Monday, August 27, 2007

Grocery shopping in China

Let me walk you through my experiences of grocery shopping in China. What you think may be child’s play is not so here. Obviously language being an issue, so one must inspect or smell the item to determine the contents.

We are restricted in our list as we do not have anything to cook with at this time, and personally speaking even if we did, I am not sure it would make that much of a difference. Not just due to the lack of our culinary skills, just because we wouldn't know what to do with most of the food that we see here.

Grocery List:

Okay, you would think that this is simple…or is it?

The fruits and vegetables are fairly simple and many look like items we would have back home, though the types of salad greens they have don’t look that healthy, but we figure that’s because we are in China and things are a bit different. After you pick your items, you weigh your purchases and move on, except here in China, everyone wants to be first in line, and think nothing of pushing you out of the way as they are really big with being the first in line. You give them a look that says I can’t believe you just did that, and they give you a look back that says, what’s your problem?

We move along as I need to get salad dressing. There is a wall with 10 shelves, that has nothing but Soy Sauce, and some vinegars but absolutely no salad dressing. People gaze at this, like they were purchasing fine wines. They take their soy sauce very seriously here. There were a couple of red wine vinegars. Edlin tells me the art of finding decent vinegar which by the way we didn't find. She turns the bottle over, and tells me that you need to look at the sediment on the bottom. If there is sediment, than don't buy it. We tried 4 and all appeared to be bad. The last one leaked on my hands, and smelled like very bad red wine. I think I will forgo the salad idea, I tell her. Edlin knows of a better place to get vinegar and will take me their on another day. Guess what Emily?

Next stop is for milk. You head over to the refrigerated section to find yogurt but no milk. Odd you say? Yes, yes, it is. It is on a shelf in a box, which would seem odd, but it is vacuumed sealed, and once opened you put in the fridge. Your options do not include skim or 1 or 2% milk. It's by name brands and the only recognizable one is Nestle. Apparently it tastes similar to the milk back home. Mark didn’t think so.

Then we see potato chips and figure let’s check this out.
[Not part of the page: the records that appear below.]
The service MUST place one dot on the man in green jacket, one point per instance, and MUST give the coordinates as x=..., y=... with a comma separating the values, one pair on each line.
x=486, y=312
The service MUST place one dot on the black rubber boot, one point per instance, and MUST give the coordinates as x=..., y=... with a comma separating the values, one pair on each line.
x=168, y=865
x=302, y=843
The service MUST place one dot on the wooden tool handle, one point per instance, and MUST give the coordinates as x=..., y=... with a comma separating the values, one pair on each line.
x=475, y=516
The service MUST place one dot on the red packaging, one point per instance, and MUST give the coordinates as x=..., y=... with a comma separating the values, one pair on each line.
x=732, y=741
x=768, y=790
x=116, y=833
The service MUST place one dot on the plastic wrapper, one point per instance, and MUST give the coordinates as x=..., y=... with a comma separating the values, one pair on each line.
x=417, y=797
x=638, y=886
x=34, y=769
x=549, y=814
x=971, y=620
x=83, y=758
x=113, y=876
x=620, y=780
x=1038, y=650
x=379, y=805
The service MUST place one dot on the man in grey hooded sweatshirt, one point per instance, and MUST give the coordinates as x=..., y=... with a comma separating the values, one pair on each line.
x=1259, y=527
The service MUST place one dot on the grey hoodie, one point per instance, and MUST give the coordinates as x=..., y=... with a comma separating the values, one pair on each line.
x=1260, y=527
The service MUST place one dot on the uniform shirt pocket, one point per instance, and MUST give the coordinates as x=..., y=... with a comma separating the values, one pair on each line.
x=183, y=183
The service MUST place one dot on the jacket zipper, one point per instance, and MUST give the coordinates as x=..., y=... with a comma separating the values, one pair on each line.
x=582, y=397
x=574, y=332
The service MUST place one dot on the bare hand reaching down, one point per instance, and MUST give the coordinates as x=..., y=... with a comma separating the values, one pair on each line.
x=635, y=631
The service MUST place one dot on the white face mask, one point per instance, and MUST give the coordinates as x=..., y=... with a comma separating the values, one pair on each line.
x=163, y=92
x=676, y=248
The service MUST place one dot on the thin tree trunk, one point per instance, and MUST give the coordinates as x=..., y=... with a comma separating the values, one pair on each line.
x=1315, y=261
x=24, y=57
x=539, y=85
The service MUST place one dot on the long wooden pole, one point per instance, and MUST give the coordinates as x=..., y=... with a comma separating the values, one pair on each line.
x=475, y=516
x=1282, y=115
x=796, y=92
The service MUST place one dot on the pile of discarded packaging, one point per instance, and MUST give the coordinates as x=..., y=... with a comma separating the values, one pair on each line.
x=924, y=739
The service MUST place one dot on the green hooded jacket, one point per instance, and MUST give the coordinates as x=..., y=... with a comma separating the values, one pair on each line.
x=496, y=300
Interesting flavours here. One can choose from red meat sauce, to cucumber flavour, or chicken flavor. They even have chicken drum stick flavour Cheetos here. No barbecue, or salt and vinegar chip, though I did pick up the cucumber flavour and will report back to you on that.

Lastly, I headed over to the bread section. I have been unable to find good bread here and thought Edlin may be able to shed some light. She tried. Okay back home, we get whole wheat, 7 or 12 grain, white, bagels, croissants, rye bread etc. Here you get sweet, sweeter, or sweetest. The long French baguettes from home are now just a distant memory. Everything is stuffed with something sweet in it. You think you are buying rolls, or baguettes but nope, you get desert with this to whether you want to or not. Guess what your are bringing Emily?

It’s a sad day, when I ask Edlin, is this good and her reply is, ah, it’s not so bad. Back home you would say, it’s good, or delicious, here when someone says it’s not bad, you buy it.


Anonymous said...

I have been reading every day and enjoying your blog. I also forwarded it to some friends of mine that are adopting from China. This grocery store story reminds me of my trip to Japan. It reminded me why there were all the size of a toothpick also. Not like your going to over eat crappy food.... :)

Tina said...

Thank you for reading leaving comments and glad you enjoy our blog. We attempt to add humour into our daily life, to what some friends have consider insanity.